Pullman skimps on the practicalities too much, catching up with himself pages after I had begun asking about the detail. How can Lyra talk to so many people, buy the food and replacement clothes she needs, negotiate the hotel rooms, in a political atmosphere that gets increasingly more hostile to a young blonde woman travelling literally on her own? To be daemonless, or humanless, in this world is to carry a visible and emotional curse, drawing attention and causing Lyra, and Pan, big problems. We have no idea how many languages she speaks. Presumably Pan speaks the same number, since they are one person, but they both seems to have erratic swings of ease and difficulty in communicating with the people they need to speak to, or to understand when eavesdropping. How much different currency does Lyra have, or does Farder Coram’s present of gold cover all her practical needs? How long does it even last for? How does she manage to travel on trains for weeks among people she can’t or doesn’t want to chat to without a book to read?

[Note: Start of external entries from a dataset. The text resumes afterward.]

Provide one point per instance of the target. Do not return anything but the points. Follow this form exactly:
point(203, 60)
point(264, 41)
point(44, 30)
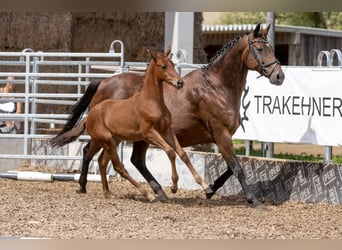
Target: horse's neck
point(152, 87)
point(232, 70)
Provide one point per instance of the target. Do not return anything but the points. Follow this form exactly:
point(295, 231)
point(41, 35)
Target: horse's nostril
point(180, 83)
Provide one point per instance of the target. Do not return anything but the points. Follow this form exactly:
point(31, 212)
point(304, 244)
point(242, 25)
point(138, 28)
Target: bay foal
point(144, 116)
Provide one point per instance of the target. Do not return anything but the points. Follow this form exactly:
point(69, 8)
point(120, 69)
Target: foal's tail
point(77, 111)
point(70, 135)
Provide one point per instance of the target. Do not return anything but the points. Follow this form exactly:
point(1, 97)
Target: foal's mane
point(222, 51)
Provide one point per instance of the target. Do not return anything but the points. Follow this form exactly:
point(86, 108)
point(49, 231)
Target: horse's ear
point(167, 51)
point(256, 31)
point(265, 31)
point(152, 54)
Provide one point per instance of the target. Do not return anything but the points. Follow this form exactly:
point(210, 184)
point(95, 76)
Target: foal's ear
point(256, 31)
point(167, 51)
point(152, 54)
point(264, 32)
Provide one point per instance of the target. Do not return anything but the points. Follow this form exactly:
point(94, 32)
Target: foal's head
point(260, 56)
point(164, 69)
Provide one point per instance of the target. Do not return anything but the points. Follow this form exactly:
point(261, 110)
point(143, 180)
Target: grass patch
point(288, 156)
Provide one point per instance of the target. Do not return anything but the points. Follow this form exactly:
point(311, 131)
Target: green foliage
point(298, 157)
point(325, 20)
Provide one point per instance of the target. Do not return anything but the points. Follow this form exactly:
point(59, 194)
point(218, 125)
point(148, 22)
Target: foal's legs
point(84, 171)
point(94, 147)
point(155, 138)
point(170, 144)
point(225, 145)
point(138, 160)
point(110, 148)
point(88, 154)
point(184, 157)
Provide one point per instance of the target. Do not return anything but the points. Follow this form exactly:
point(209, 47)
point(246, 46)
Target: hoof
point(257, 205)
point(209, 192)
point(151, 198)
point(174, 189)
point(81, 191)
point(162, 196)
point(107, 194)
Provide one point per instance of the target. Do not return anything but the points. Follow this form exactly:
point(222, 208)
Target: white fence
point(37, 69)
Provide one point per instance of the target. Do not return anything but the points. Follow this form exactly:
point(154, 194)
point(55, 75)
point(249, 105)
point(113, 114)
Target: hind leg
point(157, 139)
point(88, 155)
point(103, 163)
point(184, 157)
point(111, 151)
point(138, 160)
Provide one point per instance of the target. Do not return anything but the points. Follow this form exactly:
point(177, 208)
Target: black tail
point(78, 109)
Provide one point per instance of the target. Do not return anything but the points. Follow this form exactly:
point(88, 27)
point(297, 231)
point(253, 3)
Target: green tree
point(325, 20)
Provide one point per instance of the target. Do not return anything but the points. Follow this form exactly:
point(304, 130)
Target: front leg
point(225, 145)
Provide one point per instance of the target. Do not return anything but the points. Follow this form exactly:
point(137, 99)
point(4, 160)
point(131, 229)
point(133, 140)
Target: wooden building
point(295, 46)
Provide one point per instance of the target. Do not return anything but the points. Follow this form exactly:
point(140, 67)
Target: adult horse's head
point(260, 56)
point(165, 68)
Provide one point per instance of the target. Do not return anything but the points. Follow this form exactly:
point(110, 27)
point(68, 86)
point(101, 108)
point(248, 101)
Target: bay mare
point(143, 116)
point(205, 110)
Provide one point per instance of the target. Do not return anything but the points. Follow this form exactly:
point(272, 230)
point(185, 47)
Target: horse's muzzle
point(180, 84)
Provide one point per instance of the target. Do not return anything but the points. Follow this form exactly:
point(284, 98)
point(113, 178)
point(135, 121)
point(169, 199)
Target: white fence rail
point(39, 70)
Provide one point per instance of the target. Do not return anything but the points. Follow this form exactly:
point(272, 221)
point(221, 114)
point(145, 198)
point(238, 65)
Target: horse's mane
point(222, 51)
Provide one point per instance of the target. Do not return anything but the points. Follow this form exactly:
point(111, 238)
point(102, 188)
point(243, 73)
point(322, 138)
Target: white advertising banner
point(306, 108)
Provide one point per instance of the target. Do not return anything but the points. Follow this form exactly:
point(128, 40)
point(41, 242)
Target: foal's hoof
point(209, 192)
point(257, 205)
point(107, 194)
point(81, 191)
point(162, 196)
point(151, 198)
point(174, 189)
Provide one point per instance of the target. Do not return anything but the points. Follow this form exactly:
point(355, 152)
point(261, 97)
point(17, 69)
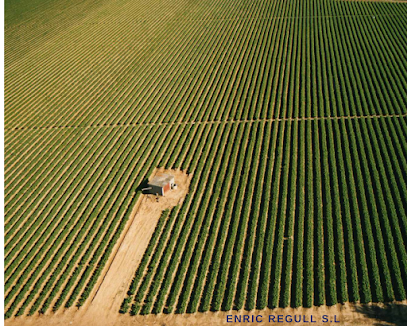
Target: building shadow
point(394, 314)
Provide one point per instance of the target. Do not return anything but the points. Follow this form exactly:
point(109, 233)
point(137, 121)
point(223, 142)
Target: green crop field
point(290, 114)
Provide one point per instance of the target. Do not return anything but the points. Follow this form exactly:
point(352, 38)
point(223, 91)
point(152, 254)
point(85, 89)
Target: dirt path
point(128, 252)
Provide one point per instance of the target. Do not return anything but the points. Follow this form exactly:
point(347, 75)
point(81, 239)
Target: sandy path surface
point(103, 305)
point(128, 252)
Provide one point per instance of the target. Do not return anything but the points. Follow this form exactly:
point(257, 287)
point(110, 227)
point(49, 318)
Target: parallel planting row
point(284, 214)
point(211, 60)
point(280, 213)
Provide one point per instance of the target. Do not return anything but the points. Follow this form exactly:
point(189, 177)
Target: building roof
point(161, 180)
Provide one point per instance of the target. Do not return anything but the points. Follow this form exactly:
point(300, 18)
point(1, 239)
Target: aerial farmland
point(282, 122)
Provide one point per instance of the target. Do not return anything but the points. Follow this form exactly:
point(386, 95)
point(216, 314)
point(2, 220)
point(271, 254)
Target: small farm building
point(162, 183)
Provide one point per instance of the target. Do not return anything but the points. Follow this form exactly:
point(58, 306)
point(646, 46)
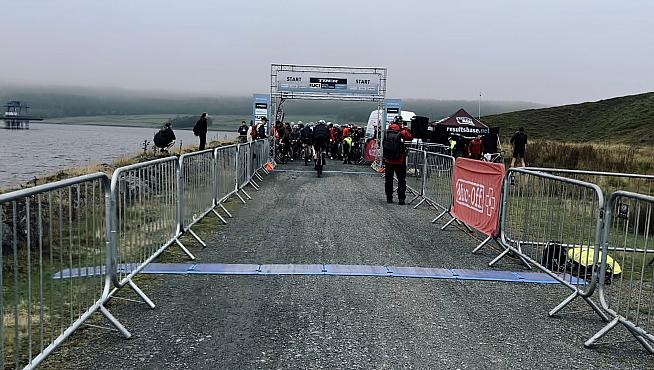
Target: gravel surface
point(308, 322)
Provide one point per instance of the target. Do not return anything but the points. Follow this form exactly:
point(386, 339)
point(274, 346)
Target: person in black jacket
point(243, 132)
point(200, 129)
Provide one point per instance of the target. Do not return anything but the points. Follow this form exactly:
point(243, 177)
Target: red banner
point(370, 150)
point(477, 190)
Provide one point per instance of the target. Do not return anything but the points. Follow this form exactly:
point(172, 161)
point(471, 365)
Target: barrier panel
point(243, 165)
point(626, 276)
point(54, 257)
point(415, 169)
point(438, 182)
point(197, 181)
point(477, 192)
point(225, 172)
point(609, 182)
point(555, 224)
point(146, 201)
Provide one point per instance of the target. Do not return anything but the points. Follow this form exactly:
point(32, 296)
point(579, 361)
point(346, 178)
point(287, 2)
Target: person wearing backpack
point(242, 132)
point(200, 129)
point(395, 159)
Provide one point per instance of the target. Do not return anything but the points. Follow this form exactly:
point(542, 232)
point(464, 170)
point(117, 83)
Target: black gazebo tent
point(462, 124)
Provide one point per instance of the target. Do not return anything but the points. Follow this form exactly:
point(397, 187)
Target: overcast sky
point(552, 52)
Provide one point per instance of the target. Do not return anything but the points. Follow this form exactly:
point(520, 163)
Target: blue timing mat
point(325, 269)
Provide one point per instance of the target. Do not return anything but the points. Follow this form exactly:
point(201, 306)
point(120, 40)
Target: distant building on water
point(17, 115)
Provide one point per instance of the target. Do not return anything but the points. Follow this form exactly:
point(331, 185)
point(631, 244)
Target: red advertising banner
point(477, 190)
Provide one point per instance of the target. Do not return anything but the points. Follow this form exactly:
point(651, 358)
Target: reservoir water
point(47, 148)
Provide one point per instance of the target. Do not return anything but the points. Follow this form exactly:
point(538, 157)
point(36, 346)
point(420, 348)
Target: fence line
point(438, 182)
point(609, 182)
point(226, 186)
point(550, 222)
point(415, 161)
point(53, 259)
point(197, 183)
point(626, 287)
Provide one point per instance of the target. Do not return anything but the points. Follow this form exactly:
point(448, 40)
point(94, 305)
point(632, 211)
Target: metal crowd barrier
point(146, 215)
point(438, 182)
point(197, 181)
point(609, 182)
point(429, 176)
point(415, 170)
point(54, 257)
point(243, 165)
point(225, 171)
point(626, 289)
point(555, 224)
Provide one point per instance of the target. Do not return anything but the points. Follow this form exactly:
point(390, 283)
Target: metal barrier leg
point(571, 298)
point(481, 245)
point(140, 293)
point(504, 253)
point(419, 203)
point(590, 342)
point(188, 253)
point(439, 216)
point(226, 211)
point(644, 341)
point(115, 322)
point(219, 216)
point(448, 223)
point(204, 245)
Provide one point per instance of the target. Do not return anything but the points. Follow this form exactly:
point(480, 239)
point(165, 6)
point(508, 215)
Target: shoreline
point(107, 168)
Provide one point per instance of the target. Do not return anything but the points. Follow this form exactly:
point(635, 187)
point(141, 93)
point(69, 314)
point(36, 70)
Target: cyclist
point(320, 141)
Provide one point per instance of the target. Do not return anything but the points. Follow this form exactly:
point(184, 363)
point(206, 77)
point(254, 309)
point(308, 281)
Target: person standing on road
point(200, 129)
point(242, 132)
point(519, 141)
point(320, 141)
point(475, 148)
point(395, 159)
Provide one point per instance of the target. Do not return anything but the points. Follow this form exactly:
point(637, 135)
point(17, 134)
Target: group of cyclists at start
point(306, 141)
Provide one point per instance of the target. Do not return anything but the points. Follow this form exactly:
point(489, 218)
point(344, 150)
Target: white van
point(378, 114)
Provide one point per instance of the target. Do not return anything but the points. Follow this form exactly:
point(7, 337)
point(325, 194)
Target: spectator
point(519, 141)
point(395, 159)
point(252, 132)
point(200, 129)
point(243, 132)
point(261, 128)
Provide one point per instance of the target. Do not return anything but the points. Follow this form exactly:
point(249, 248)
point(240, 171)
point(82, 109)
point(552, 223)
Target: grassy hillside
point(625, 120)
point(52, 102)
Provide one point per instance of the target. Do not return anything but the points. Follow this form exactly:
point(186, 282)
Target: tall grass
point(590, 156)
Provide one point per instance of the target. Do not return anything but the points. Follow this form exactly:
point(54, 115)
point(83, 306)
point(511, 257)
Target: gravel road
point(315, 322)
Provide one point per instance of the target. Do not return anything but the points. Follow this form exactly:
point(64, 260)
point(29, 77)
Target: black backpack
point(393, 145)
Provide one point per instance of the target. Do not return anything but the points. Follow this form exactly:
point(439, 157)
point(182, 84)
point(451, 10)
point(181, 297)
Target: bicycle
point(306, 153)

But Pullman does a good job, though it doesn’t need a lot of imaginative skill, in creating a worryingly unstable Europe that is threatened by mysterious terrorists bent on destroying the rose growing industry in Turkey and points further east: rose oil being an essential component for many aspects of this alternative world. There are so many refugees and people sleeping on the streets; he is drawing modern Europe from the life. It’s also a grimly familiar misogynistic world – there is an episode of attempted gang rape in a train carriage that may be triggering for some.
I reread La Belle Sauvage before starting The Secret Commonwealth, which was necessary to remind of myself of where this story began. La Belle Sauvage is a better novel, being the right length for its coherent purpose. The Secret Commonwealth is simply too long for the story and the reader’s endurance. I am quailing at having to reread it when the concluding novel in the trilogy comes out.
5 thoughts on “Philip Pullman, The Secret Commonwealth”
There was a time when I loved long books, but I think it’s something I left behind in my teens. There are too many things I want to read now for me to have the patience with something like this. I would have loved the prospect of a doorstop book to keep me busy when I was 14, I might still like it if I only read a handful of books a year, but as it is – no.
If the imaginative bits hadn’t been so good I would have given up. But it was a get-on-with-it-what-happens endurance race.
Yes. It turned out to be rather too like life, incessant and not necessarily understandable. Although, like an old friend one will keep following him.